Levo comigo os almoços e cafés em que as mãos, descontroladas pela imensa vontade de estar perto, encontravam-se por debaixo da mesa.
Escolho sua melhor lembrança, que é para seguir meu caminho com mais leveza.
Olá Ana.. Tudo bem?
Nem sei como vim parar na sua página.. mas gostaria de parabenizá-la, você escreve muito bem, me deu saudade de quando também cultivava esse hábito.
E a cada leitura dos seus textos, mais de me identifiquei com você.. Sei não viu?

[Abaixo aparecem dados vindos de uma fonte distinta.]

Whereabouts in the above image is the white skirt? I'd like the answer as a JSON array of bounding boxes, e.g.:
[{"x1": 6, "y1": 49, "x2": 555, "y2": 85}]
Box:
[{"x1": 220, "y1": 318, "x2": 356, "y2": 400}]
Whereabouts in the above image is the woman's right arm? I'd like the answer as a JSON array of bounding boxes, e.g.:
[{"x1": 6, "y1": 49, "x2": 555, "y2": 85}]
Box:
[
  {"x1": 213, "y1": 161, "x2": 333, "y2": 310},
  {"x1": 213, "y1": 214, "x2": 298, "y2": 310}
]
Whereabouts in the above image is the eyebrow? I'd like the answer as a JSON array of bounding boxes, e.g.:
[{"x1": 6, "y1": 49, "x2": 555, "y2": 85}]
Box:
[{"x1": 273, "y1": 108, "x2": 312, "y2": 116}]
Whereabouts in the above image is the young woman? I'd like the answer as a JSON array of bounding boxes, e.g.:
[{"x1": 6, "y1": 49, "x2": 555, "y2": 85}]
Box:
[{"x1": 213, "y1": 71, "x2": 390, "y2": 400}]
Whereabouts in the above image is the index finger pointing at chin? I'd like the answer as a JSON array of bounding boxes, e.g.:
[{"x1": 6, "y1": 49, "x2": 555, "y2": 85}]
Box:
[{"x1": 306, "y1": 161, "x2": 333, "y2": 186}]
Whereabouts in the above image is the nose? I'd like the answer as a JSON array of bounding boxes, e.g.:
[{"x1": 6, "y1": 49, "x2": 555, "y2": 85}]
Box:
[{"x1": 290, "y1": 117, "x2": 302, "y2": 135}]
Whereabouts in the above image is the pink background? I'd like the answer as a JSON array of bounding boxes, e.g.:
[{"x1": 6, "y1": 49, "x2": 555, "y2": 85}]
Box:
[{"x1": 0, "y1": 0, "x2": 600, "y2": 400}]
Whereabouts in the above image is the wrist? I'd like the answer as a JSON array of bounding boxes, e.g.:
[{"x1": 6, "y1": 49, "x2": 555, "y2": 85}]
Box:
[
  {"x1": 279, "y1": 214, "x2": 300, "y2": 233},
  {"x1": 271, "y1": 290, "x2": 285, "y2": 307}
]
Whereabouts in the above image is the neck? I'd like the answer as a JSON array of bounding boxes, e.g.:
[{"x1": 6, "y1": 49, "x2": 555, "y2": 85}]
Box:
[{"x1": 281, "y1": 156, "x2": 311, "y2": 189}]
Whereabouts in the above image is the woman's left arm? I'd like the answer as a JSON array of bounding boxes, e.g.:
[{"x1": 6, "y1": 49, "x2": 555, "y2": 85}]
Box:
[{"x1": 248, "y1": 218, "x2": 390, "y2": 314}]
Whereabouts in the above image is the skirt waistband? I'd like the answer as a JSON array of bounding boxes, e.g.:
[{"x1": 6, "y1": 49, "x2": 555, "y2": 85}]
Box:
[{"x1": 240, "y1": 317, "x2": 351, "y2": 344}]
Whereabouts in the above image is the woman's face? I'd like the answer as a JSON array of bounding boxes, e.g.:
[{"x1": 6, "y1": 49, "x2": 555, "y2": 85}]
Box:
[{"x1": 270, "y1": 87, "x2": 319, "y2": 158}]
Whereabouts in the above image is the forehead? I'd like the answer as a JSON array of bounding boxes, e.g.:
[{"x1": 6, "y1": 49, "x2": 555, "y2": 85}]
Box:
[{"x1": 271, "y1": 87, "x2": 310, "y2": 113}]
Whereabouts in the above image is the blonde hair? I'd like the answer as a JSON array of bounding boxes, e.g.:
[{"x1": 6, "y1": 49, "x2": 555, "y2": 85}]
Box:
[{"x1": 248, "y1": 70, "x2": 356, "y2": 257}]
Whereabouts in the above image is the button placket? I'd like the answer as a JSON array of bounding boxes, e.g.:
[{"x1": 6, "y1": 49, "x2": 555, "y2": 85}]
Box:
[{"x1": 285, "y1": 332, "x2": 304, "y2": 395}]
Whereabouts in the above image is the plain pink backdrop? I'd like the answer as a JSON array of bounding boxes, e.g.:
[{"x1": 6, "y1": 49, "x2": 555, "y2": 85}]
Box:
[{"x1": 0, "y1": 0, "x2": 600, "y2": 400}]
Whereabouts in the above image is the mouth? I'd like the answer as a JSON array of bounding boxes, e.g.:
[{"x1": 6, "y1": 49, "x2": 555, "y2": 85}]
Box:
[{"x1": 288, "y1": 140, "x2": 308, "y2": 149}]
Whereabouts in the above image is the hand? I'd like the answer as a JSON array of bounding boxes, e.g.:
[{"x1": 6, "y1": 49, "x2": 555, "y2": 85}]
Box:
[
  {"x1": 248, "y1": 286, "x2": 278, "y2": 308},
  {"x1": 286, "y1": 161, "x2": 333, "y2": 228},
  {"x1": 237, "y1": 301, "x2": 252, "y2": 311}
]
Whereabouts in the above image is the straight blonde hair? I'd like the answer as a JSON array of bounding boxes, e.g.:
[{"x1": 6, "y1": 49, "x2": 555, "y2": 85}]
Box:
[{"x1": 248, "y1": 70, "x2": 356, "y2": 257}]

Mas a gente viveu muita coisa parecida.
Um grande abraço e mais uma vez parabéns e que você, ao contrário de mim, não perca o hábito de escrever!
Olívia!
Que bom que você gostou, ficou muito feliz!
Ás vezes é difícil mesmo, por inúmeros motivos, cultivar o hábito de escrever. Mas faz tão bem…! Se eu fosse você, tentaria novamente, sem compromisso!